We now fast-forward to the gospel, where it is obvious something went wrong with this very good creation of God, as wherever Jesus went, he encountered suffering, sickness and distress, and people flocking to him for healing: “And wherever he went, into villages or cities or farms, they laid the sick in the marketplaces, and begged him that they might touch even the fringe of his cloak; and all who touched it were healed.”

This reality led St. Augustine to develop the theory of original sin as a logical explanation of this negative aspect of God’s creation. What we see in the gospel is the creator in person, “through whom all things were made” (Colossians 1:16), coming into his own creation to restore that wounded creation to an even greater glory than had Adam and Eve not sinned.

We now have a tension between two theories dealing with the negative aspects of the original creation – St. Anselm’s “substitutionary atonement” theory centered upon the necessity of payment for sin, and Franciscan Duns Scotus’ view of the Incarnation and passion as a “divine epiphany” revealing the depth of God’s love for humanity, claiming that was God’s plan all along.

The fact that healing of illness and disease is the most striking aspect of the presence of Jesus in the territory of Gennesaret seems to lie within the parameters of this second theory of God’s love for humanity. That Jesus, the creator himself, would humbly enter into his own creation as totally one of us, and proceed to restore a wounded and ill humanity to health, suggests that what God is really all about in Jesus is a restoring of all creation to an even more glorious and wondrous reality than the original creation.
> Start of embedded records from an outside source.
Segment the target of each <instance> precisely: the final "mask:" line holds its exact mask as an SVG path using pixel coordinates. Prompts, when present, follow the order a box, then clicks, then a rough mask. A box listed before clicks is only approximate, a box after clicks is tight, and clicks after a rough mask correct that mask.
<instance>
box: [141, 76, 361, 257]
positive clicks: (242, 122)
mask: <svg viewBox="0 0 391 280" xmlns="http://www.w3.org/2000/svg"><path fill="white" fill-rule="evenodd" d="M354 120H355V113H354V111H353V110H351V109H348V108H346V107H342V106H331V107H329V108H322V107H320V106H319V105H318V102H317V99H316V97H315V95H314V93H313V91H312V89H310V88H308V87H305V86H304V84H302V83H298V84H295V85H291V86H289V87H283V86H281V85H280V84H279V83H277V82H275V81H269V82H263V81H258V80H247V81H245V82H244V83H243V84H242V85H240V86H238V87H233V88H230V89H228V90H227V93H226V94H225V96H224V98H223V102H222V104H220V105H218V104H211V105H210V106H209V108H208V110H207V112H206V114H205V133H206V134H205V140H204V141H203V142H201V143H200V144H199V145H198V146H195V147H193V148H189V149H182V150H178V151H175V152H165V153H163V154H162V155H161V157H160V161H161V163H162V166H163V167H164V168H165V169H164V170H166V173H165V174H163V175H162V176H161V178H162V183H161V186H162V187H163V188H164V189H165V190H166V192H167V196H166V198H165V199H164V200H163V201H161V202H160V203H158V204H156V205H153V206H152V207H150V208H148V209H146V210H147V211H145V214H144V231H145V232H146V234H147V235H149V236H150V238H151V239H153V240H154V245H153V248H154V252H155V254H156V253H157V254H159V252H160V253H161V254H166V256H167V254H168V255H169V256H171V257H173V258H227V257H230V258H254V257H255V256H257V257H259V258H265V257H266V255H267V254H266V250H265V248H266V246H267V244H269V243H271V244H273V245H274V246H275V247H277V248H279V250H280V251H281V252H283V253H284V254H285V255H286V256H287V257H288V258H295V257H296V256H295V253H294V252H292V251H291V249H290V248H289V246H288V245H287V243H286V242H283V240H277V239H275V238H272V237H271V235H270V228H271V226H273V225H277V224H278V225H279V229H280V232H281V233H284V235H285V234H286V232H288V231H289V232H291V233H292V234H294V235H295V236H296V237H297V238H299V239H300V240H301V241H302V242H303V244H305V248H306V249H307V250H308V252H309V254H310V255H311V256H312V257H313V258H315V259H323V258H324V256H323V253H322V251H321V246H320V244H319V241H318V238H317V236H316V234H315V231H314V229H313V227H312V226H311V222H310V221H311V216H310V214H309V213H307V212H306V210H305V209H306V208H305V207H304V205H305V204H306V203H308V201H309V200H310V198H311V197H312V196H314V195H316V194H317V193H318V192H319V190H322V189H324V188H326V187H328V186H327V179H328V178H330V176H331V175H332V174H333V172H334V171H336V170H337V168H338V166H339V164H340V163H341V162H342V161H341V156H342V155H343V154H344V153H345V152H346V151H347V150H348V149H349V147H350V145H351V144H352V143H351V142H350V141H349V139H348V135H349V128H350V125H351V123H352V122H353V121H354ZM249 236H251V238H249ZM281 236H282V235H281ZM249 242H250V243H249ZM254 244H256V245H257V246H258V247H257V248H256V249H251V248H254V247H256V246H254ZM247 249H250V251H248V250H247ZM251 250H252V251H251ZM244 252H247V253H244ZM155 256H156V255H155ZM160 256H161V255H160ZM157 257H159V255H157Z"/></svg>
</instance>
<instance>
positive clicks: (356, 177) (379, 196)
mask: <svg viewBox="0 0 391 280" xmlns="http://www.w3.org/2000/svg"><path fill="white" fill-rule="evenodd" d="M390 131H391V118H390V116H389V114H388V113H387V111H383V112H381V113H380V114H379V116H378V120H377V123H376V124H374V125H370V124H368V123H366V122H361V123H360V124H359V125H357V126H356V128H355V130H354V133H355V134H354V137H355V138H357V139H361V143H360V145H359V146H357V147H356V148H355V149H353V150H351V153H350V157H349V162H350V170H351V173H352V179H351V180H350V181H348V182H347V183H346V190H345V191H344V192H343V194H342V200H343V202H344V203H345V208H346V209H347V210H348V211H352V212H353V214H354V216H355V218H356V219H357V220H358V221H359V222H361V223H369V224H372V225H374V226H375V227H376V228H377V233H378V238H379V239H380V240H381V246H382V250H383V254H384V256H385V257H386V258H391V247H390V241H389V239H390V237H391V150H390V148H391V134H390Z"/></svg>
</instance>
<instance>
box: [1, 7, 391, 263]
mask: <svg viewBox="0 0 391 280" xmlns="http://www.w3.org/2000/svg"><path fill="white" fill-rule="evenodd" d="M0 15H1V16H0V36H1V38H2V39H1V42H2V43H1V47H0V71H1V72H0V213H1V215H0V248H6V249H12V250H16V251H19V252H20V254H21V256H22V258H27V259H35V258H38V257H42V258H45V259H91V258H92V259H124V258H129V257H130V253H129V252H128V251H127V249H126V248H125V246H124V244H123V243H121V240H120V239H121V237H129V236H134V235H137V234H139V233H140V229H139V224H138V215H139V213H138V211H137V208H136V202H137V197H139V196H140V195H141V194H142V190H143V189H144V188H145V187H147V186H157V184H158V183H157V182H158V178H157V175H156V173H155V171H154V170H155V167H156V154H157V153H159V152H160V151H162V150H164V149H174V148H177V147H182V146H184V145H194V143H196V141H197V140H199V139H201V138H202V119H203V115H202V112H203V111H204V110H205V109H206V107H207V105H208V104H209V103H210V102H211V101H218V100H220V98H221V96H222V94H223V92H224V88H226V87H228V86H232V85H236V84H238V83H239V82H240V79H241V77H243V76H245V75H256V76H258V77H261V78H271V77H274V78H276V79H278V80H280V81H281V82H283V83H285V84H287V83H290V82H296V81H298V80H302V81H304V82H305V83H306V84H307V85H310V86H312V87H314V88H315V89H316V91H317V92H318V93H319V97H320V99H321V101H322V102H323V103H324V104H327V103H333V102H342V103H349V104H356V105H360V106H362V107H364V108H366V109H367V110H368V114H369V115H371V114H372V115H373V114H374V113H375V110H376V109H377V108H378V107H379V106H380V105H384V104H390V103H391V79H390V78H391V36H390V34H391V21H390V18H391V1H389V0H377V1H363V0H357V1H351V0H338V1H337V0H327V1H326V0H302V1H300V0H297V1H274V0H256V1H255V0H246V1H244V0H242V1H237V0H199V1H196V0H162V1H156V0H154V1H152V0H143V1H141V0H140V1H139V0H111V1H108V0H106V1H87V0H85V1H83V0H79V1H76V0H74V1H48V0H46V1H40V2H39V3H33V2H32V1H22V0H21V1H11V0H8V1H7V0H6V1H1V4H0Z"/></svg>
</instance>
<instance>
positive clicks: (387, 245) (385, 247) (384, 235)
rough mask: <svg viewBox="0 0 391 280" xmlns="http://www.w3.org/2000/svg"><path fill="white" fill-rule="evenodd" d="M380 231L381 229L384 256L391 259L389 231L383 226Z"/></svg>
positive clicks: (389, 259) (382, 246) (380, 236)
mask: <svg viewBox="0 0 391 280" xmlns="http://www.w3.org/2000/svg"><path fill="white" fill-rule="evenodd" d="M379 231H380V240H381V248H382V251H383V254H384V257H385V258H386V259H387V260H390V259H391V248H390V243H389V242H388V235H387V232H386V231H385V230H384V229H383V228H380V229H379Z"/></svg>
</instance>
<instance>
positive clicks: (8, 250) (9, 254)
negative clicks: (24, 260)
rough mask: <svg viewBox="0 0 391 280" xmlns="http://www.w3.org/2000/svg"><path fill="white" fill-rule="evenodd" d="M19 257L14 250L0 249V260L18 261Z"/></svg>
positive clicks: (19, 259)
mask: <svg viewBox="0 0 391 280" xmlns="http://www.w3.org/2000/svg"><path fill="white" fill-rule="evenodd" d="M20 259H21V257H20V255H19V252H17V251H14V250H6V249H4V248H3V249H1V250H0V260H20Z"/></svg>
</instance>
Today, the church honors St. Scholastica, the twin sister of St. Benedict, the founder of Western monasticism. She was the leader of a women’s community likely located near Benedict’s monastery at Monte Cassino. What little is known about her life is found in St. Gregory the Great’s book, the second Dialogue, which is an account of her brother’s miracles. One of those miracles occurred when she was visiting her brother. When he was reluctant to have her stay longer, she prayed and instantly a storm came up preventing her from leaving, so they stayed together longer conversing about holy things! She died about 543 and was buried in Benedict’s tomb, where he joined her in death soon after. She is the patron of nuns – especially Benedictines – and children with convulsive disorders.

The Eucharist is a participation today in the heavenly banquet that awaits us in the fulfillment of time. May our celebration of the Eucharist and this memorial of St. Scholastica strengthen our faith in God’s unconditional love for us and empower us to bring that love to the world in humble, yet powerful ways as did St. Scholastica.